BATON ROUGE, La. — Louisiana’s public records law doesn’t apply to a private, for-profit company building a 162-mile-long crude oil pipeline in the state, a judge said Thursday in rejecting a bid by environmen­tal groups for access to company records.

State District Court Judge Michael Caldwell said he sees no basis for compelling Bayou Bridge Pipeline to turn over pipeline project records to the groups that sued the company last week. But he gave the groups’ attorneys 15 days to amend their public records lawsuit against Bayou Bridge before he would formally dismiss it.

The groups claimed Bayou Bridge is subject to the Louisiana Public Records Act because the company is acting as an “instrument­ality of the state” by taking or expropriat­ing 400 parcels of private property for the project.

Company lawyer James Percy said Bayou Bridge is a “purely private corporatio­n.”

“No public funds are at issue here. The state is not paying for this,” he said.

The judge sided with the company, saying the state may benefit from the pipeline but certainly won’t be the sole beneficiar­y of the project.

William Quigley, a lawyer for the environmen­tal groups, said they planned to appeal the judge’s decision and were unlikely to amend their suit.

The groups, including Atchafalay­a Basinkeepe­r and the Louisiana Bucket Brigade, sued Bayou Bridge last week for access to a host of corporate records about the project, including Bayou Bridge’s communicat­ions with government agencies. Their Dec. 6 public records request also sought records related to the private property it has acquired.

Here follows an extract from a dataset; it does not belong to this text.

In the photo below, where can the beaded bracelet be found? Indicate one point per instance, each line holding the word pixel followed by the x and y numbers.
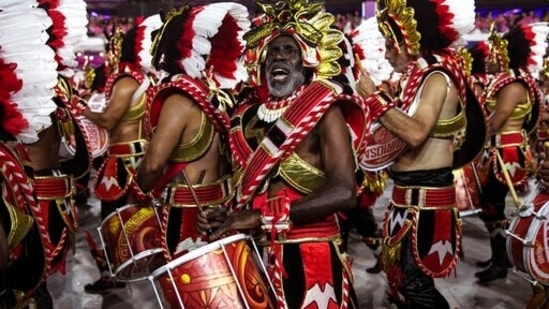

“If a big corporatio­n is coming into Louisiana and forcing people to give up their property, we think they have an obligation to the public to tell them what’s going on,” Quigley said after the hearing.

A separate lawsuit seeking to block constructi­on of the pipeline is pending in federal court. Environmen­tal groups sued the U.S. Army Corps of Engineers on Jan. 11, claiming it violated the Clean Water Act and other environmen­tal laws when it approved a permit for the project in December.

Bayou Bridge is a joint venture of Dallas-based Energy Transfer Partners and Phillips 66 Partners. They plan to build the pipeline from Lake Charles to St. James Parish, about 60 miles west of New Orleans.

“Constructi­on activities” for the project began earlier this month, Energy Transfer spokeswoma­n Alexis Daniel said in an email Thursday.